Une étude européenne menée dans plusieurs cnetres (VAESCO) a corroboré une association entre vaccination et narcolepsie chez les enfants et les adolescents en Suède et en Finlande. En France, l’ANSM y a collaboré en finançant l’étude de type cas-témoin NarcoFlu coordonnée par Antoine Pariente, chercheur Inserm en pharmacologie clinique à l’université de Bordeaux-Segalen, surrisque de narcolepsie chez l’enfant et l’adolescent mais aussi chez l’adulte jeune. Ce risque serait multiplié par 6,5 pour les moins de 18 ans et par 4,7 pour les adultes. Environ 60 personnes sont concernées en France sur près de 6 millions de vaccinés. Le risque est donc faible mais « il est important de comprendre les mécanismes à l’origine de ces cas de narcolepsie », insiste Daniel Floret. L’adjuvant contenu dans le vaccin, un mélange « l’huile dans l’eau » appelé squalène, pourrait être en cause mais aucune preuve formelle n’a encore été mise au jour.

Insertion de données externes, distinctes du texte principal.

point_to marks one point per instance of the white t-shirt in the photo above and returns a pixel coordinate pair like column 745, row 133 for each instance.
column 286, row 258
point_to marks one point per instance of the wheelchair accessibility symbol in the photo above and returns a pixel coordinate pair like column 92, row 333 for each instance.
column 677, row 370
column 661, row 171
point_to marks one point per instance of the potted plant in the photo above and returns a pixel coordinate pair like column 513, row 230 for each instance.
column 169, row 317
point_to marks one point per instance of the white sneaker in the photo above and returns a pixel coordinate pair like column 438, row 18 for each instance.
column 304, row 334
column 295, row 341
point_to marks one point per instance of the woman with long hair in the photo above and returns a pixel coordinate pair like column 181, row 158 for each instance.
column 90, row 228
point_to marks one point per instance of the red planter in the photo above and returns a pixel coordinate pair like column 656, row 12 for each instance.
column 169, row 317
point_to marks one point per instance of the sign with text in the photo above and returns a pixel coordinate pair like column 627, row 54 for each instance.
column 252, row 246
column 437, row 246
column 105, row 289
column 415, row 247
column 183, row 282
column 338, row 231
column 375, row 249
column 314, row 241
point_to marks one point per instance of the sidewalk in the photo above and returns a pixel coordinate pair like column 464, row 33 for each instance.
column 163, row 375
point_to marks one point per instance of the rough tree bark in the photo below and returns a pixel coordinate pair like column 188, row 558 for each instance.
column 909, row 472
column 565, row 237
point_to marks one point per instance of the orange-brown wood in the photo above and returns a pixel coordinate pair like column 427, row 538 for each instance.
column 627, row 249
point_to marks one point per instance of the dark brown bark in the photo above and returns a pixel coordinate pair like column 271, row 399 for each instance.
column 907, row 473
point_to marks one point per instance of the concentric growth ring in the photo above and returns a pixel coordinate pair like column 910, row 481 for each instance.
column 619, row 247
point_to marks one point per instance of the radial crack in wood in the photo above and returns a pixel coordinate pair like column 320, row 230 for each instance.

COMMUNICATION ET POLEMIQUE

Aux contestations scientifiques se sont ajoutés les débats sur la gestion de la pandémie par le gouvernement. D’une part, les autorités sanitaires ont été vivement critiquées pour avoir écarté les médecins généralistes de la campagne de vaccination. D’autres part, l’achat massif de vaccins a donné lieu à des soupçons de conflits d’intérêt avec les laboratoires pharmaceutiques. Ces derniers ont aussi été à mal pour leur manque de transparence. Certaines critiques ont même accusé les firmes pharaceutiques de se livrer à des expérimentations sur des populations entières en mettant sur le marché un vaccin insuffisamment contrôlé. Pourtant les vaccins pandémiques sont eux aussi soumis à une régulation stricte. « Bien que certaines procédures soient assouplies pour répondre à l’urgence de la situation », concède Daniel Floret. Dans le cas du H1N1, les produits étaient fondés sur des vaccins « prototypes » contre une potentielle pandémie de grippe aviaire (H5N1), évalués et contrôlés dès 2005. L’expérience accumulée avec le virus de la grippe saisonnière (voir encadré) a alors permis aux laboratoires pharmaceutiques de mettre rapidement au point un nouveau vaccin contre le H1N1. L’épisode de la pandémie marquera toutefois durablement les esprits comme le confirment les travaux de Patrick Peretti-Watel, sociologue et chercheur Inserm à l’université d’Aix-Marseille. La part de Français défavorables à la vaccination est ainsi passée de 10 à près de 40 % entre 2005 et 2010. Parmi eux, la moitié revendiquait d’ailleurs spontanément leur opposition au vaccin H1N1.

DES MALADIES ERADIQUEES ?

Les vaccins ont pourtant contribué, avec l’avènement des antibiotiques et l’amélioration de l’hygiène, à faire drastiquement reculer, voire disparaître, certaines maladies infectieuses graves. Ils ont, en effet, permis d’éradiquer la variole en 1978 et de diminuer de 90 à 99 % l’incidence de nombreuses maladies graves (poliomyélite, diphtérie, tétanos….) dans les pays développés. C’est aussi le cas de maladies considérées, parfois à tort, plus bénignes comme la coqueluche ou la rougeole. Ainsi, l’incidence des oreillons en France a beaucoup diminué depuis l’introduction de la recommandation du vaccin en 1986. Elle est passée de 859 à 9 cas pour 100 000 habitants entre 1986 à 2011 selon des données du réseau de médecins généraliste Sentinelles, en partie financé par l’Inserm. La prévalence moindre de ces maladies contagieuses a permis de considérablement augmenter notre espérance de vie. L’OMS estime d’ailleurs que les vaccins évitent chaque année le décès de 2 à 3 millions de personnes.